Menderes eleştirilerden yararlanma yerine, daha da sertleşmeyi yeğliyor ve
demokrasi dışı yollara başvuruyordu. Tartışmalar
özellikle basın özgürlüğü konusunda yoğunlaşmıştı. Menderes muhalif basınla
ciddi bir savaşa girişmişti. İktidarı eleştiren gazeteciler bir bir cezaevine
giriyordu.
Menderes, iktidarını eleştiren basının, devletten aldığı ilanları da
kestiriyor ve böylece muhalif basını baskı altında tutuyordu. Çünkü o zaman
özel sektör bugünkü gibi gelişmediğinden basının en yaşamsal kaynağı devletin verdiği
resmi ilanlardı. Çetin Altan’ın yıllar sonra yazdığı şu ilginç satırlar
besleme basınla da yetinilmediği konusunda bir fikir verebilir:
“Menderes döneminde gazete sahiplerine el altından verilmiş paralar da
geliyor aklıma…”
Sonunda Menderes, gazete
sahiplerinin bitmeyen istekleriyle başa çıkamaz olmuş ve özel bir sohbetinde
şöyle demişti: ‘Hepsi birer ejderha gibi geliyor üstüme, ne kadar verirsem
vereyim, hiçbirini doyuramıyorum…’
CHP, Menderes’in beslediği basına, ‘Besleme Basın’ adını o tarihlerde
takmıştı.
Menderes, kendisine muhalefet
edenleri özel olarak kurduğu “Meclis Tahkikat Komisyonu’na” vermeye başlamıştı. Bu arada 82 yaşındaki gazeteci Hüseyin
Cahit Yalçın da cezaevine atılmış ve üstelik yüz bin lira para cezasına da
mahkûm edilmişti.
Birçok ünlü gazetecinin yattığı Ankara Cezaevi’ndeki koğuşun adı “Otel
Hilton”a çıkmıştı…”
“…Menderes Hükümeti sorunları
çözme arayışına gitme yerine daha da sertleşti. Meclisteki muhalefeti önlemek için Takrir-i Sükûn Yasası adı altında
bir yasa çıkararak muhalif hareketi sindirmeye, milletvekillerini de korkutmaya
başladı. Tepkilerin daha da büyüdüğünü gördü…

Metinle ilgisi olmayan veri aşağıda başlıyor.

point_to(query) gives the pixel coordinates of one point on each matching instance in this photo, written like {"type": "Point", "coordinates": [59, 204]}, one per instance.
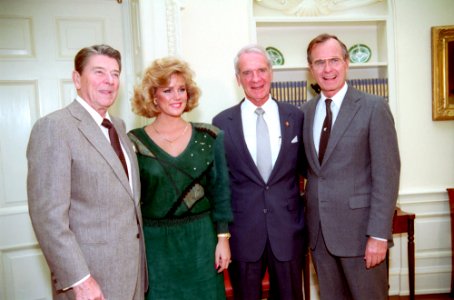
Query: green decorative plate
{"type": "Point", "coordinates": [359, 53]}
{"type": "Point", "coordinates": [276, 56]}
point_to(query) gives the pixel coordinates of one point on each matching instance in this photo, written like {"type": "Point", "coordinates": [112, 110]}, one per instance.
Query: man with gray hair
{"type": "Point", "coordinates": [83, 189]}
{"type": "Point", "coordinates": [264, 149]}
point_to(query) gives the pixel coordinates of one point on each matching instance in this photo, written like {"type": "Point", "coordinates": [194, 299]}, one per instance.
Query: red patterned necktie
{"type": "Point", "coordinates": [326, 130]}
{"type": "Point", "coordinates": [115, 142]}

Yaptığı hatalara, Meclis’in üstünde yetkilerle donattığı Tahkikat
Komisyonu ile milletin vekillerinin üzerinde terör estirmek gibi, ne hukukla,
ne de demokrasiyle bağdaşan ağır bir hatayı da ekledi…”(CHP İle Bir Ömür
Sayfa:56-57)
Sanki aynı filmi bugün yeniden
izliyoruz değil mi?
O gün besleme basın vardı bugün
“Yandaş basın”, daha doğrusu “Paydaş Basın” var.

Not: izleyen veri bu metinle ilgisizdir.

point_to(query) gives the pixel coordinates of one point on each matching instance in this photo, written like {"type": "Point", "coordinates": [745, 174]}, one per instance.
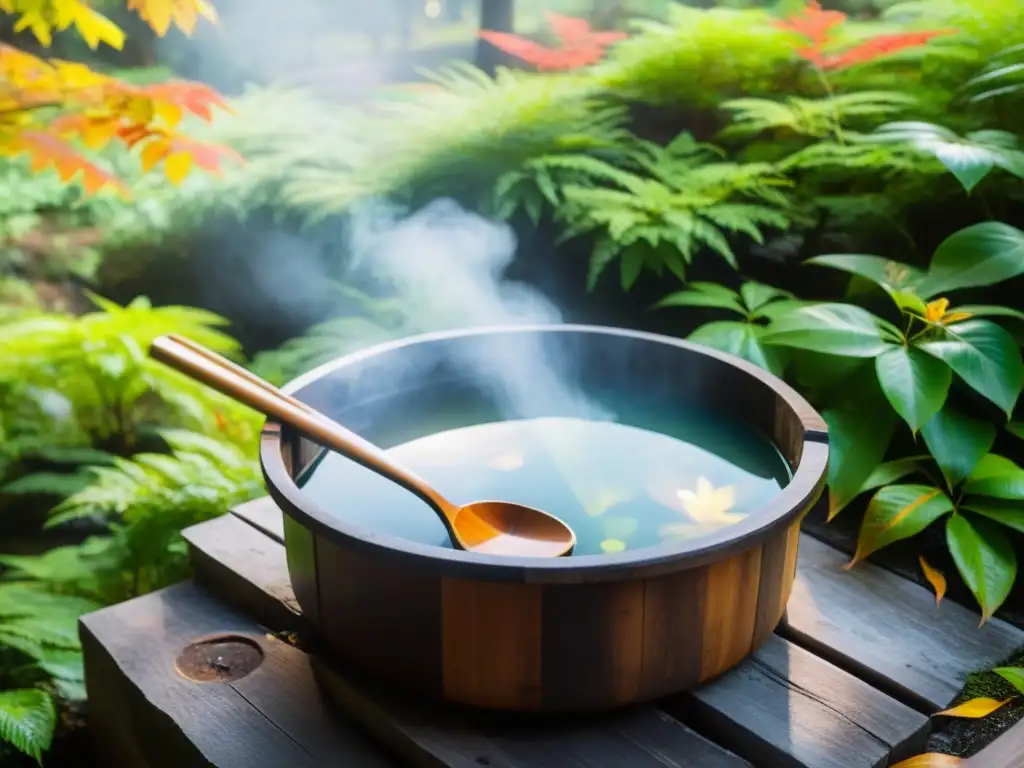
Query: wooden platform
{"type": "Point", "coordinates": [849, 681]}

O gün Tahkikat Komisyonlarıyla
Anayasa ihlal edilmişti, bugün de Anayasanın açık hükmüne rağmen seçime bir
yıldan az süre kaldığı halde, AKP’nin güdümündeki Yüksek Seçim Kurulu
yargıçlarının görev süreleri uzatılarak, laiklik ilkesi yok sayılarak, her
okulda bir mescit açılması kabul edilerek Anayasa ihlal ediliyor.

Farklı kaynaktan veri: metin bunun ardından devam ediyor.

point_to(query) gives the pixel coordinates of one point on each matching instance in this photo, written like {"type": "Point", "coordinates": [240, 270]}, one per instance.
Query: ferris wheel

O gün gazeteciler cezaevine
atılıyordu, bugün de atılıyor.
Aydınlar, sanatçılar, demokratik
kitle örgütleri, toplumun örgütlü kesimleri ve yöneticileri ve hatta sıradan
yurttaşlar; her an haklarında haksız, dayanaksız, uydurma kanıtlarla bir dava
açılıp yıllarca özgürlüklerinden yoksun kalabilecekleri endişesi içinde
yaşıyorlar.
Yargı organının ve içindeki
değerli yargıçların mutlaka adaletle karar vermeleri, iktidarın siyasal
baskılarına rağmen adil olanı yapmaları gerekiyor. Sürülme ya da diğer
endişelerle yukarıdaki konularda vicdanlarını çiğnetmemeleri gerekiyor. Çünkü
bu iktidar yargı yoluyla Türkiye Cumhuriyetini din devletine dönüştürmeye ve ulus-devlet
yapısını yok etmeye çalışıyor.
Geçmişte yaşanmış olayların
benzerliğine rağmen iktidarın ve yöneticilerinin aynı sona uğramalarını
istemeyiz. Türkiye’de herkesin adil şekilde yargılandığı, siyasal baskıların
olmadığı bir yargı düzeni istiyoruz. İktidar değiştiğinde de adil yargılanma
istemine devam edeceğiz.
Türkiye’de demokrasinin bütün
kurallarıyla ve kurumlarıyla uygulanacağı, laik, demokratik, tam bağımsız
Türkiye özlemiyle yeni yılınız kutlu olsun.